Their violence upon the late occasion shall be laid before the King, and the principal actors in it shall be pointedly marked, in order that justice the most perfect be done to everyone concerned in it. I must declare to you, sir, that the conduct of this part of the New South Wales Corps has been, in my opinion the most violent and outrageous that was ever heard of by any British regiment whatever, and I shall consider every step they may go farther in aggravation as rebellion against His Majesty’s Government and authority, of which the most early notice shall be taken, and those concerned be in due time obliged to answer for it most probably with their lives. This is all I think it necessary to trouble you with. Their conduct will be pointedly marked thro’ all its stages, and I will be firm and resolved in such steps as it may be necessary for me to pursue, and of this you, as their commanding Officer, will be pleas’d to inform them.
I am, etc.,
JNO. HUNTER.
THE IRISH POLITICAL PRISONERS
+Source.+—Historical Records of Australia. Vol. II, p. 128
In 1795, while Great Britain was at war with France, a great rebellion broke out in Ireland.
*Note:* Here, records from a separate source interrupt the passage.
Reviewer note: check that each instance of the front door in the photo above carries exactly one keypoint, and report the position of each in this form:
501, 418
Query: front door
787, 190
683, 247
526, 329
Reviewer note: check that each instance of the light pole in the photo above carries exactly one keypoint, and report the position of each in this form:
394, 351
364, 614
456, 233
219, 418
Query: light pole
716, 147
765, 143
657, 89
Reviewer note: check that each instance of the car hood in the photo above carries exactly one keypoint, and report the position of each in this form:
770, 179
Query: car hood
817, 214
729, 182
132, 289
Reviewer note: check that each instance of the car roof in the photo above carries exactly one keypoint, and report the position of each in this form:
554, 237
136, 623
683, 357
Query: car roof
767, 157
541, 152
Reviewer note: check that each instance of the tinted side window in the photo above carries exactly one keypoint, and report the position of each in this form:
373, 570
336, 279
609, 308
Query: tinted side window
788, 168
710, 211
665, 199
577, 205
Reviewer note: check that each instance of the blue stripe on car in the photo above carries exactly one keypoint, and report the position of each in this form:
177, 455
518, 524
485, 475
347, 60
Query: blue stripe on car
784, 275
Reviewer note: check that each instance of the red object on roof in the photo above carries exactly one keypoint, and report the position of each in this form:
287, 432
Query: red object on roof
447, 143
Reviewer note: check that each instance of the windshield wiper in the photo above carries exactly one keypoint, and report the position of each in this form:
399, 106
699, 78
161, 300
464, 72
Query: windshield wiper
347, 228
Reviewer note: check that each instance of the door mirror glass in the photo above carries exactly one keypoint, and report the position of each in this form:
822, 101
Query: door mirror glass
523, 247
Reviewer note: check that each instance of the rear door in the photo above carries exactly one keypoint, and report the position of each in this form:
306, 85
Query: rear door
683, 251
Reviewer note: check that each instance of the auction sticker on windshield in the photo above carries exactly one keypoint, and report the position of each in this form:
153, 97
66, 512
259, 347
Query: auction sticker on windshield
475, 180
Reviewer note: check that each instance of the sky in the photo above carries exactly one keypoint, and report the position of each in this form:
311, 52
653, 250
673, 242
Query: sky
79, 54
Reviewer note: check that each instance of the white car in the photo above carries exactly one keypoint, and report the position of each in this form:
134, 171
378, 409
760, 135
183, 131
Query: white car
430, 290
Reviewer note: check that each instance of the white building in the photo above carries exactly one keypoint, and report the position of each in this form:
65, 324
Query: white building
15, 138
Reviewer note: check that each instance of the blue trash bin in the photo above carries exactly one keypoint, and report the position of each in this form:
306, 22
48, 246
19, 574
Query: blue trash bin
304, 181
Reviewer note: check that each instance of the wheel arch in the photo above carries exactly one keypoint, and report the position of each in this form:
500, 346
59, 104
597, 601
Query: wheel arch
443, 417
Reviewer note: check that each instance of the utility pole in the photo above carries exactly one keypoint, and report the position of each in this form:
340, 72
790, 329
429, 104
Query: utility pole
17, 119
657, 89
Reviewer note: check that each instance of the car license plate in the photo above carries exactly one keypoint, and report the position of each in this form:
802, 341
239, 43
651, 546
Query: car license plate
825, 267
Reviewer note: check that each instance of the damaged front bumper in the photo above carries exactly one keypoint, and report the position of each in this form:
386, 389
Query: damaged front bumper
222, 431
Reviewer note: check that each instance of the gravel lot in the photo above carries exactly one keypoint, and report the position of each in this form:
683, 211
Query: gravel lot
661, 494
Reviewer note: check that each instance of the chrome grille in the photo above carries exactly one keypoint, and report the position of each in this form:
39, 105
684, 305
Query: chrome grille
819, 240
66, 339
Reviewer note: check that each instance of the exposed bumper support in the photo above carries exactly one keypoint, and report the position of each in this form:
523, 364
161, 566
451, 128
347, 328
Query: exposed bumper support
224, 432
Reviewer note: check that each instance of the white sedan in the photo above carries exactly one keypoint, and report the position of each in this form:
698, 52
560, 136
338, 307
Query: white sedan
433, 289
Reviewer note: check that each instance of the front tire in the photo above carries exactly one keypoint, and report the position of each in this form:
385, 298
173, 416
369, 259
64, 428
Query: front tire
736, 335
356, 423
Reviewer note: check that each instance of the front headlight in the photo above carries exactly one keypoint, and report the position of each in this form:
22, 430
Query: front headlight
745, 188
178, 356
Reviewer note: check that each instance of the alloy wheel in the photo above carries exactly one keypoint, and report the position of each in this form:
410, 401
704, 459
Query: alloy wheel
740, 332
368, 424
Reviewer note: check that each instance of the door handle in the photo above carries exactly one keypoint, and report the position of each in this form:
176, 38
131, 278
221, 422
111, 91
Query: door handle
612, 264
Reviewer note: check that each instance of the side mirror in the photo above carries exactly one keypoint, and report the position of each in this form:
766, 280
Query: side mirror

During its suppression many of the Irish were transported to Port Jackson, and caused much trouble and disaffection among the convicts there.
GOVERNOR HUNTER TO THE DUKE OF PORTLAND
Sydney, New South Wales, 15 Feb. 1798.
My Lord Duke,
I have for some time been in doubt whether the representation I am about to make to your Grace should be private or public, but on considering that it might occasion the adoption of some measure interesting to the concerns of this colony, I have preferred the latter mode.